The Pontifical Council for Justice and Peace at the Vatican issued a document on October 24 entitled, "Toward Reforming the International Financial and Monetary Systems in the Context of Global Public Authority." It was the lead story linked at DrudgeReport to the Reuters news service. The document denounced "neo-liberal thinking", greed and hoarding as the source of the world's economic ills. The document called for the establishment of "a supranational authority" with "universal jurisdiction" to guide economic policies and decisions.
According to the Reuters report, Cardinal Peter Turkson responded as to whether the document could become a manifesto for the movement of the "indignant ones" (who started the ball rolling in Spain which continues to make its way in Occupy Wall Street demonstrations throughout the U.S.) who have criticized global economic policies. Cardinal Turkson, who heads the Vatican's Justice and Peace department, said "The people on Wall Street need to sit down and go through a process of discernment and see whether their role managing the finances of the world is actually serving the interests of humanity and the common good."
Commenting on it was Bill Donohue of the U.S.-based Catholic League. The leader of the advocacy group declared, "There has been much hyperventilation from some quarters over the release of this document. All of it is unwarranted. To begin with, the text is not an encyclical, nor is it the work of Pope Benedict XVI. Much of what it says is consistent with long-standing Catholic social teaching: the quest for the common good should guide social and economic policy. It properly calls for "abandoning all forms of petty selfishness and embracing the logic of the global common good."
Donohue, who frequently defends Catholic positions on social policy, also said "Much of the early chatter focuses on the document's call for a global authority to render economic justice. It says, "Benedict XVI himself expressed the need to create a world political authority." The reference is to the pope's encyclical, Caritas in Veritate . The term "world political authority" appears once in the encyclical, the context of which is a plea for "international cooperation" in the pursuit of a more just "political, juridical and economic order." In the very next sentence, the Holy Father stresses that such an authority must "observe consistently the principles of subsidiarity and solidarity."
The document released on October 24 also emphasizes the need to follow the Catholic principle of subsidiarity. According to Donohue, "This means that solutions to social and economic problems should begin at the most local level, not at the national, much less the international, level. Indeed, the pope explicitly said in his 2009 encyclical that 'subsidiarity is the most effective antidote against any form of all-encompassing welfare state.'"

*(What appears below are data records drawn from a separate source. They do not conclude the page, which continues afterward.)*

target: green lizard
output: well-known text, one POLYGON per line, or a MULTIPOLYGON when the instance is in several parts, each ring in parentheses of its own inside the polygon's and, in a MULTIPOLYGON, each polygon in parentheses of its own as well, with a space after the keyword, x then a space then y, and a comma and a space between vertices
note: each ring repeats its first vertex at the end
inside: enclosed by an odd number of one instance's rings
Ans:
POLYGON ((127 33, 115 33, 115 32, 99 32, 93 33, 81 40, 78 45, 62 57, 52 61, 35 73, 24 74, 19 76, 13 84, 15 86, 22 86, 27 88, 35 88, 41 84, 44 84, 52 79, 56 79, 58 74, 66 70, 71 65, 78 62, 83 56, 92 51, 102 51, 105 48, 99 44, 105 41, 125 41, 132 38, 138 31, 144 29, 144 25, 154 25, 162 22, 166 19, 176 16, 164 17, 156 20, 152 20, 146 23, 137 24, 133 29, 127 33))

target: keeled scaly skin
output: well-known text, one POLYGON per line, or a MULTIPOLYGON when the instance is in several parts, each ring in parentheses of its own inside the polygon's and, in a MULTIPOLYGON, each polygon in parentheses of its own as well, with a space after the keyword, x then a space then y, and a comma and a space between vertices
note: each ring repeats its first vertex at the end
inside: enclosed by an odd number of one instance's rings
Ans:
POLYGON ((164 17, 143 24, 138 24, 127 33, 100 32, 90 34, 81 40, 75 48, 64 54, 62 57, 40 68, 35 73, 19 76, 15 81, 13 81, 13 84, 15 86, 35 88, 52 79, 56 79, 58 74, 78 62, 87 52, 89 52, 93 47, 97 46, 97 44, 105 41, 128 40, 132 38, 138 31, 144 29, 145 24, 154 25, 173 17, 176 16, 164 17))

Striking a contrast between Pope Benedict's previous statements about the world economy, Donohue noted that the "statement uses terms like 'supranational Authority' and 'supranational Institution.'" He added," These neologisms are purely the creation of the authors, Cardinal Peter Turkson and Mario Toso. They are not found in the pope's encyclical. No matter, those who are comparing this text to the demands of the "Occupy Wall Street" crowd should first detail what exactly it is the urban campers want."